Dai finestrini dell’auto decrepita avevamo visto sfilare sotto gli occhi edifici diroccati, strade costellate di voragini, macerie: l’aspetto della via in cui ci depositò il taxista manteneva lo stesso profilo. Davanti all’unica facciata colorata ci aspettava Tommy, di età indefinibile, corporatura robusta, testa completamente calva, avvolto da un kaftano blu cobalto e adornato, in ogni centimetro di pelle disponibile, da anelli, orecchini, collane e monili. Fuori imperava il diroccato ma, dietro il muro, c’era un tripudio di colori.

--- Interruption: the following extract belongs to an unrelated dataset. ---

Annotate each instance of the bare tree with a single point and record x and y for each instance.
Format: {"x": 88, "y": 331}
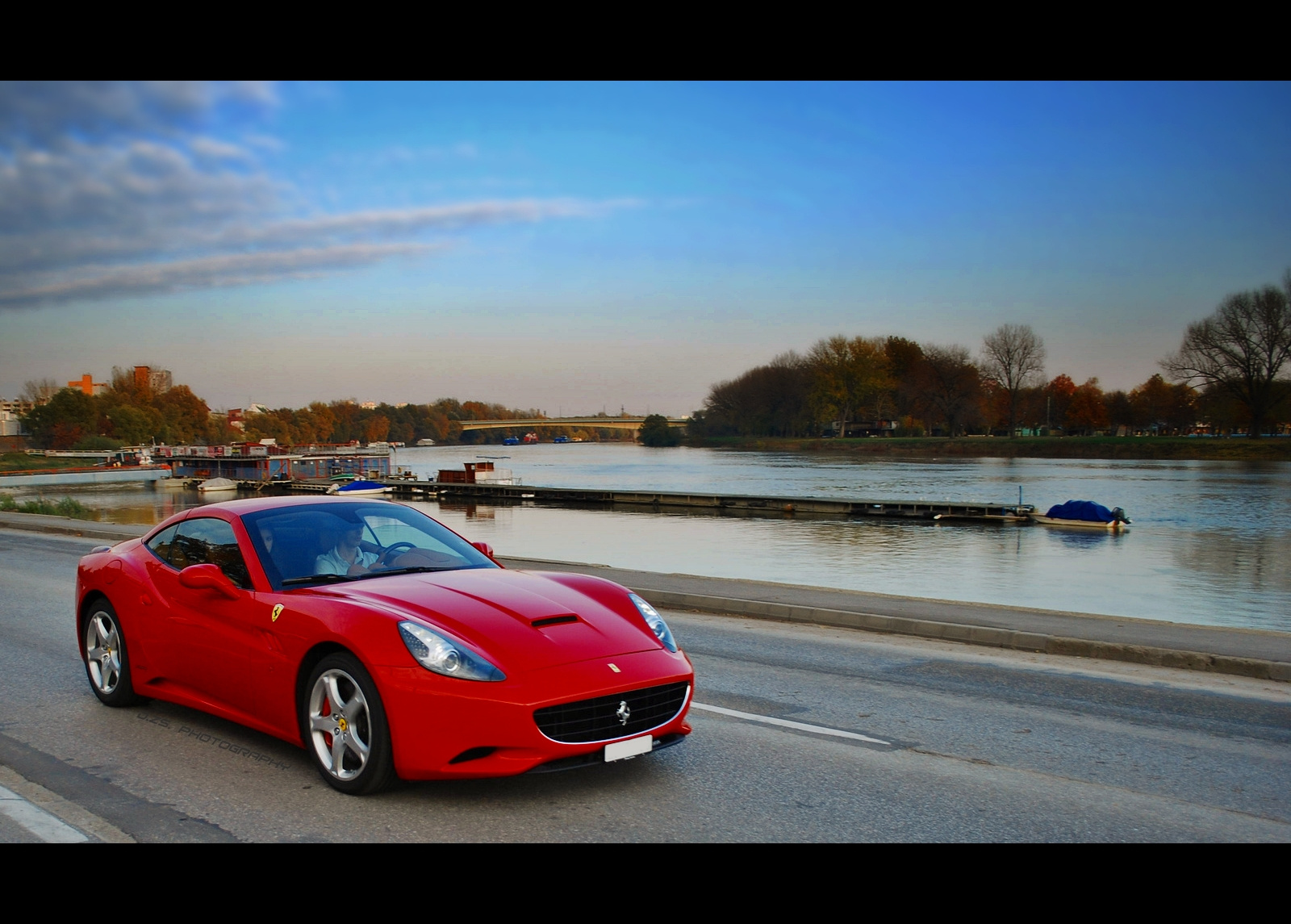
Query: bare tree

La sua casa era meravigliosamente kitsch, zeppa di oggetti collezionati in anni, con un giardino tropicale in miniatura; il telefono suonava continuamente, gente di ogni età, genere, umore, orientamento sessuale, colore della pelle entrava e usciva dal cancello bianco d’ingresso ad ogni ora del giorno e della notte. Le stanze erano pulitissime, con soffitti altissimi, colorate e arredate in uno stile coloniale semplice e d’effetto, la cucina ottima. Erano così particolari, quelle stanze, ognuna di un diverso colore, che uno dei miei amici, al ritorno, decise di usare una fotografia, scattata mentre mi rifacevo il letto, per farmi un ritratto su sfondo azzurro.

Tommy ci diede giusto il tempo di mettere a terra lo zaino prima di farci sedere attorno ad un tavolino: fu l’unico momento in cui lo vedemmo serio nei tre giorni che trascorremmo a casa sua. Ci disse due cose: la prima che a Cuba avremmo visto tutto e il contrario di tutto, perché il suo paese era la quintessenza del surrealismo tropicale. La seconda è che noi, per la maggior parte dei cubani indistintamente, lui stesso incluso, non eravamo altro che portafogli con le gambe. Aveva ragione su entrambe le cose: amava profondamente la sua patria e la sua gente ma era lucidamente obiettivo. A Cuba ci sono il sole, l’acqua, la frutta e la verdura: il resto te lo devi inventare, in una vita che non è altro, per molti, che un continuo arrabattarsi.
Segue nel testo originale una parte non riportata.